1

I have the following grammar in a Bisone file:

item
    : "ITEM" t_name t_type v_storage t_prefix t_tag ';'
    ;
t_name
    : [$_A-Za-z][$_A-Z0-9a-z]*
    ;
t_type
    : "BYTE"
    | "WORD"
    | "LONG"
    | "QUAD"
    ;
v_storage
    : %empty
    | "TYPEDEF"
    ;
t_prefix
    : %empty
    | "PREFIX" t_name
    ;
t_tag
    : %empty
    | "TAG" t_name
    ;

When I attempt to parse the following string ITEM foobar BYTE PREFIX str_ TAG S TYPEDEF; I get an unexpected 'TYPEDEF" and it accepts the ";". Is there something I need to do to allow any order to be specified? If so, I'm hoping that there is a simple solution. Otherwise, I'll need to do a little more work.

Cœur
  • 37,241
  • 25
  • 195
  • 267
JonBelanger
  • 150
  • 3
  • 12
  • Is this the same question? https://stackoverflow.com/questions/13786896/how-would-i-declare-a-grammar-rule-for-a-number-of-tags-in-any-order – Barmar Sep 26 '18 at 23:10
  • `t_name : [$_A-Za-z][$_A-Z0-9a-z]*` is not valid bison (or yacc). Please clarify. What tool are you using, exactly? – rici Sep 27 '18 at 01:10
  • I realize that, it is just what that symbol represents. t_name comes from flex and is comprised of alpha-numerics and '$' and '_'. It is not actually in the Bison file. – JonBelanger Sep 27 '18 at 10:37
  • @Barmar: Yes, I missed that one when I did my search.
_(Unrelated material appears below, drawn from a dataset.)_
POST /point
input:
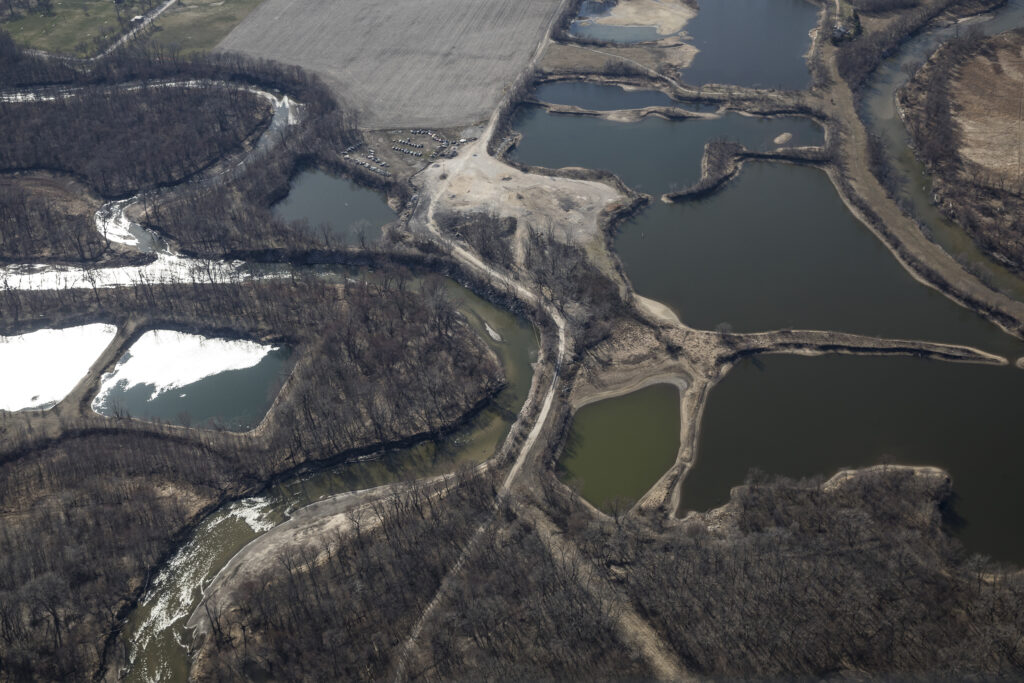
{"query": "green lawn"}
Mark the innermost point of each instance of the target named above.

Thanks for pointing it out. – JonBelanger Sep 27 '18 at 10:40
  • Possible duplicate of [How would I declare a grammar rule for a number of tags in any order?](https://stackoverflow.com/questions/13786896/how-would-i-declare-a-grammar-rule-for-a-number-of-tags-in-any-order) – Barmar Sep 27 '18 at 15:35

1 Answers1

1

It is not possible to tell bison (or yacc) that order doesn't matter. Rules are strictly ordered.

So you have two options:

  1. List all possible orders. If you do this, watch out for ambiguities caused by optional productions. You'll actually need to list all orders and subsets. That mounts up exponentially.

  2. Just accept any list of components, as a list. That will accept repeated components so you'll need to catch that in the semantic action if you care.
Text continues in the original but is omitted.